AN INDECIPHERABLE DEBATE? AN OVERVIEW OF OPPOSING PERSPECTIVES AND THE SEARCH FOR A COHERENT REGULATORY SCHEME FOR THE REPROCESSING AND REUSE OF SINGLE-USE MEDICAL DEVICES

Abstract

Caught in the middle of this controversy, the FDA has struggled for only the past few years to devise a conclusive regulatory strategy for medical device reuse. Many critics claim, however, that this action by the FDA comes too little and too late.

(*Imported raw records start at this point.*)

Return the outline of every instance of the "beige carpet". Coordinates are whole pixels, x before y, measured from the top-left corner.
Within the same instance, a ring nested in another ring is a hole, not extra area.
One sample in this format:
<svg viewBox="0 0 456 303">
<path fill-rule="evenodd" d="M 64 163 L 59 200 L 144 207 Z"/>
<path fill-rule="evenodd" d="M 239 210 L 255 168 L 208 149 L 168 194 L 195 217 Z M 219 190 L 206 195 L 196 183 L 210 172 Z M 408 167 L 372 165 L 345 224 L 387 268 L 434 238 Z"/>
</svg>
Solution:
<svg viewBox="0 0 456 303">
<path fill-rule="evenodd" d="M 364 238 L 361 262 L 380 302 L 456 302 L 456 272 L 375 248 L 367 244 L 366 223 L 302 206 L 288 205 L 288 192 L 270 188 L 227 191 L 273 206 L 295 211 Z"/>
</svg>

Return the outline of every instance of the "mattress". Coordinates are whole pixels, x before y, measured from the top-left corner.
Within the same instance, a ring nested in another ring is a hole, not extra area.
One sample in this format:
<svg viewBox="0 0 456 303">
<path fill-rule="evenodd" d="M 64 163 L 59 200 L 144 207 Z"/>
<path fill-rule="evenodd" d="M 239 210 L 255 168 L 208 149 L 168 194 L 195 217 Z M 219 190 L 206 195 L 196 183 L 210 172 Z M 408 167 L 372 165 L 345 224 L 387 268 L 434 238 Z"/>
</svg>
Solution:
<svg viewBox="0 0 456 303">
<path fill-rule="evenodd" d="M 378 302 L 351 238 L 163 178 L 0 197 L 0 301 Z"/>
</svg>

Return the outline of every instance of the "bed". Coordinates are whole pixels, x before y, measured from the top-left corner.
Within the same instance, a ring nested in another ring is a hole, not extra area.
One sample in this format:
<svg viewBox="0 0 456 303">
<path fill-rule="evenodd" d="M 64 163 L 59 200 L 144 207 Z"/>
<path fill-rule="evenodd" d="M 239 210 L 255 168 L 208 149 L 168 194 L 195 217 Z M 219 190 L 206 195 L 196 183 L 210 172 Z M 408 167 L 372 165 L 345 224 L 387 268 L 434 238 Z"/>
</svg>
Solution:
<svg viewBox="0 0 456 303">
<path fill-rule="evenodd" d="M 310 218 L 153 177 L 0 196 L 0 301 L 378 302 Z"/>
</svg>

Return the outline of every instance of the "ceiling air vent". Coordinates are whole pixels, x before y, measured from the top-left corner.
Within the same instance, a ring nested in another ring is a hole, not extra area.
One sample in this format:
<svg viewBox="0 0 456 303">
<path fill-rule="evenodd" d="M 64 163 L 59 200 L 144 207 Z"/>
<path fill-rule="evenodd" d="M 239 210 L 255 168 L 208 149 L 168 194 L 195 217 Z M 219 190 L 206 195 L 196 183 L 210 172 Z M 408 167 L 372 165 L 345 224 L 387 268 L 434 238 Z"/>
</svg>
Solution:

Indeed, one angry journalist has said of the FDA: "Acting more like a lookout than a law enforcer, the Food and Drug Administration has spent the past 22 years standing aside as hundreds - perhaps thousands - of hospitals have begun reusing disposable medical devices, even though such devices have been bathed in blood, and even though the instruments carry warnings against the practice." Not wishing to rush to judgment like these and other impassioned consumer groups, though, the FDA has chosen to proceed cautiously thus far, seeking first to discern and articulate the many discordant views in this debate before formulating a final guidance rule. This paper will explore, in turn, the many different perspectives inherent in the dispute over medical device reuse: the patient and consumer perspective; the health care provider perspective; the device manufacturer perspective; and also, the perspective of a new industry player, the third-party medical device reprocessor. It will then proceed to review the brief history of FDA regulation of medical device reuse from its outset to the current day. Finally, it will conclude with recommendations for additional measures the FDA ought to consider in arriving at an ultimate regulatory scheme.